In implementations where NFTs are employed, in addition to consulting with agricultural experts, the farmer can receive and share local insights to, by non-limiting example, neighboring farmers, commercial entities, or other interested parties for research. For example, the farmer has the ability to share their NFTs with neighboring farmers, commercial entities, or other interested parties if insights are found by the system or determined by the farmer to be helpful to the neighboring farmer in, by non-limiting example, managing a farm or similar/same crop, the sharing of crop yield status, crop harvesting timing or any other reason that would benefit the neighboring farmer or farmer sharing the information.

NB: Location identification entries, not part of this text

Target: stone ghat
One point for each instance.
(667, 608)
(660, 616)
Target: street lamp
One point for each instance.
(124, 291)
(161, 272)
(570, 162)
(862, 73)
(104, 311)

At any time while using the interface, the farmer is able to print reports and data summaries for segments of the farmland metadata down to every data point captured that is available, including images. When reports, data summaries and images are printed, the corresponding NFT can either be made available in a digital wallet or downloadable in various formats for use in authenticating the printed data/reports. In various implementations, these reports can also be prepared and sent to governmental entities and agencies with pre-signed authorizations to convey information on the chemical usage on the farm or to provide data useful for the entity/agency on the farm's operation.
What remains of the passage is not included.